What is a Sovereign Gold Bond?
SGBs are a more efficient, profitable, and cost-effective way to hold gold than real gold. SGBs are not just productive assets that pay interest, but they also come with a government guarantee. When there is economic volatility, geopolitical uncertainty, or depreciation in the value of fiat currencies, gold tends to outperform other asset classes. Individual investors have found Sovereign Gold Bonds (SGB) backed by the Indian government to be a viable investment choice since late 2015.
Advantages of SGB
Gold Bonds were created to allow investors to participate in the movement of gold prices without having to go through the inconveniences of buying and selling physical gold. One of the significant advantages is that it is loan collateral. Sovereign gold bonds have several unique characteristics that aren’t found in other gold investments. Here’s why?
Safe investment option
Gold bonds are a safe way to invest in gold because the Indian government guarantees them. Furthermore, because it is a digital or paper-based method of investing in gold, it is free of the hazards associated with traditional gold jewelry.
Loans
These gold bonds can be used as collateral for loans and can be utilized to get loans. The LTV ratio will be the same as it is for actual gold loans, which are controlled by the RBI. Bonds will be offered through banks and approved Post Offices, making it possible to apply for a loan at the same time.
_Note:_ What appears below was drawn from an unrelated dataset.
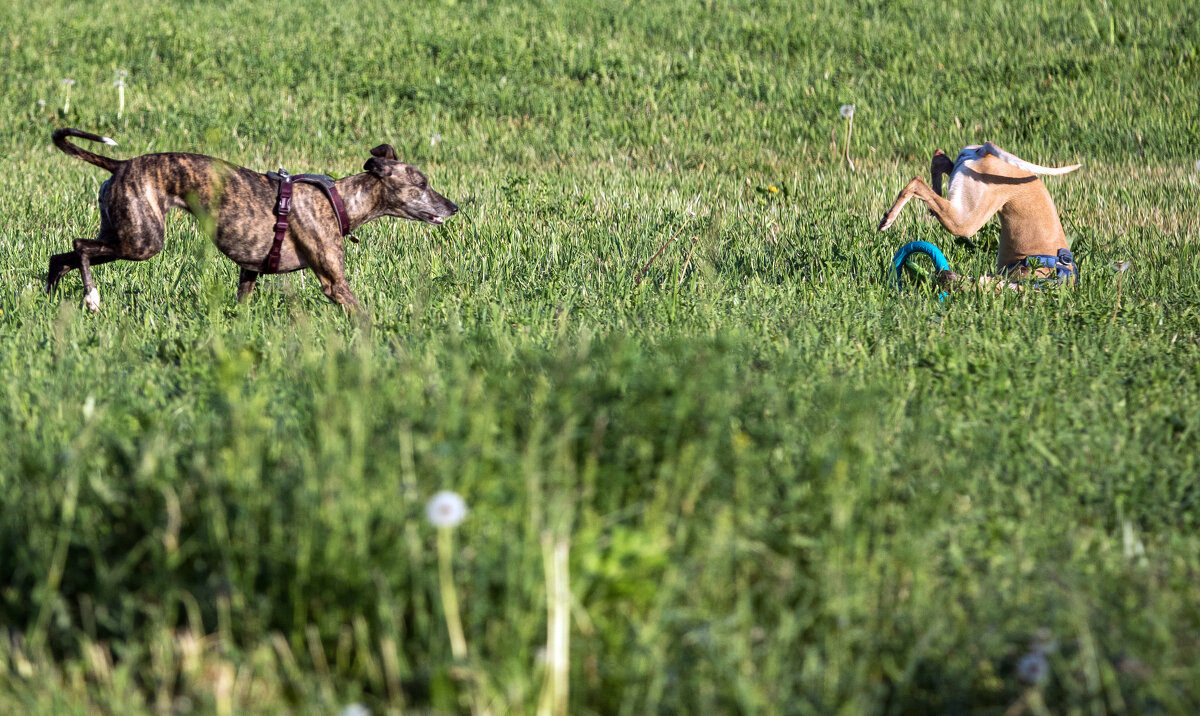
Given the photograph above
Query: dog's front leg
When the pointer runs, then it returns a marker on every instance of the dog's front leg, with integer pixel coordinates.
(955, 221)
(246, 283)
Gold bonds are far less expensive
When compared to real gold, having gold in the form of sovereign bonds makes a lot more sense. Each time you alter the type of gold in which you buy and sell jewelry, you lose 15-20% in making charges. Gold is also available in the form of gold bars and coins. Physical gold, on the other hand, has a cost in terms of storage, insurance, and security. SGBs can be held as physical certificates or in a Demat account. In SGBs, the problems of gold maintenance and translation loss are substantially avoided.
SGBs provide you with interest in your gold investments
From the investor’s perspective, this is a critical point. There is no regular guaranteed income whether you own gold in physical form or through an ETF. You only profit if the price of gold rises in the market. The SGB, on the other hand, pays 2.50 percent yearly interest to investors. Although this is a reduction from the 2.75 percent interest previously offered, it is still a fantastic method to put your idle gold deposits to work. At the very least, you are partially compensated for the risk of inflation each year. In the meantime, if gold prices rise, you will profit from the increase.
SGB is also more tax-efficient
One thing to keep in mind concerning Sovereign Gold Bonds is that they are taxed more efficiently than actual gold. Gold is considered a non-financial asset, and capital gains are calculated based on a three-year holding period. If you sell your gold within three years, you will be subject to short-term capital gains tax at the highest rate available to you. When you sell gold after three years, long-term capital gains are what it’s called. It will be taxed at either a ten percent rate without indexation or a twenty percent rate with indexation. Interest on SGBs is taxable at your applicable tax rate, just as regular interest receipts.
Disadvantages of SGB
Gold bonds, like any other investment instrument, have inherent disadvantages.
Long maturation time
Many investors may be turned off by gold bonds’ eight-year maturity period. Despite the extended maturity time, this long maturity period can assist investors in avoiding gold price volatility.
Available only in tranches
You cannot invest in sovereign gold bonds at any moment, unlike other investing options. You can buy Sovereign gold bonds on the primary market for a set length of time according to the RBI’s calendar.
Capital loss
As the bond’s value is closely linked to the price of gold on international markets, your investment in SGB could result in a capital loss if the price of gold falls below the price of gold at which you purchased the bond. Gold, on the other hand, is a precious commodity, and the government is committed to keeping its price stable. Furthermore, the chances of sustaining a capital loss if you hold until maturity are minimal. However, the prospect of a capital loss cannot be ruled out.
Purchasing an SGB
Sovereign gold bonds can be bought using mobile banking, net banking, or even by mailing a physical form to your bank. Sovereign gold bonds are now available for purchase through a variety of brokerages and financial platforms.
You might attempt sovereign gold bonds if you like gold as an investment or for safety reasons. The sovereign gold bond is now one of the best ways to invest in gold.
Should you invest in SGB?
It is ideal for those with a low-risk appetite because it is a low-risk investment. SGBs are inexpensive to buy and sell when compared to actual gold. In comparison to physical gold, the cost of purchasing or selling the SGB is very minimal.
Conclusion
Finally, any decision to invest in gold should be considered in the context of your total portfolio mix and long-term objectives. Exposure to the gold of 8-12 percent in your portfolio is typically recommended to provide a safety net for your portfolio in unpredictable times. However, unlike the stock market, gold does not generate long-term wealth. That should be the overarching principle that guides your gold investment selection.